Doronicum orientale seeds launch themselves into the world softly and silently. This bright daisy threads its way through our old stock beds, lighting them up in early summer. Then, like so many in the daisy family it produces clouds of tiny seeds, each attached to a little circular ruff of white 'feathers' which will carry it on the wind for miles. A handful of seed looks and feels for all the world like weightless frogspawn.

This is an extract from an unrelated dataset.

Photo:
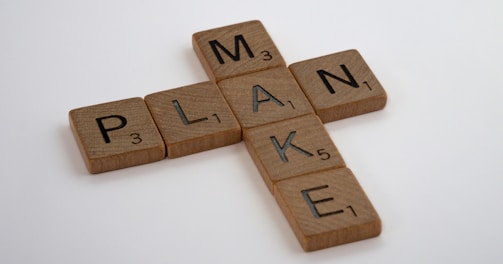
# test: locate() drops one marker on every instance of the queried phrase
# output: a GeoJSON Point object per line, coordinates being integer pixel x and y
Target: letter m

The divinely beautiful Tulipa sprengeri has no clever seed distribution system - the fat pods simply split and drop their seeds where they fall. But such attractive seeds - triangles of transluscent dried amber in papery white capsules. Hold a seed to the light and it will glow. For the botanically minded, the seed pod and seeds give away the plant's membership of the Liliaceae family - the pod is in three vertical sections and the triangular seeds seal the case. Now this one, I will grant you, is not obviously pretty. My love of it owes more to my anticipation of what it will be than how it looks here. These are the seeds of one of our best himalayan blue poppies - almost certainly Meconopsis baileyi. If there was ever an ugly duckling seedpod, this one is it. But in two years time it will produce a sapphire swathe along our canal border and I will be in several seventh heavens.


Meconopsis bailyei

Meconopsis bailyei

Anemone cylindrica

Seed Packets

And how about this little gem? The seed heads of Anemone cylindrica are surely as attractive as its gentle, creamy-white flowers, and longer- lived. The seeds are a bit like brown tomato seeds, but encased in downy balls of fluff, awaiting a puff of wind to carry the seeds far and wide. I don't have a picture of the flower to hand, but the common name is Thimbleweed which perfectly describes the speckly seed heads before they fluff up ready for dispersal.

So, the seed collecting urge has me firmly in its grip. Brown paper bags adorn every surface in the nursery and house. Donning a jacket and plunging my hand into a pocket produces a handful of crackling seed pods, or a piece of newspaper folded around a few little nameless treasures, collected in a moment thought to be too fleeting to traipse off in search of a bag and a pen, and later regretted. But I do this less often now. My seed haul is too precious to trust to my unreliable memory and a chance encounter with the washing machine.

What do I do with them all? I sow a small proportion - I would need acres to sow them all. I give plenty away to nursery visitors who approach me, desperate for a plant I have sold out of but for which I have seed in store. I guess I should package them and offer them for sale. I probably will, maybe this year, maybe next. But the value for me isn't in the price they might fetch, but in the promise of future beauty. Each seed contains a tiny plant embryo, encased in a time capsule on basic life support, awaiting an opportunity to flourish. It seems a shame to keep the surplus shut away here in a box in the potting shed, slowly dying in their bags. Perhaps that's the best reason to find time this winter to clean, package and label them all. Each one deserves a great future.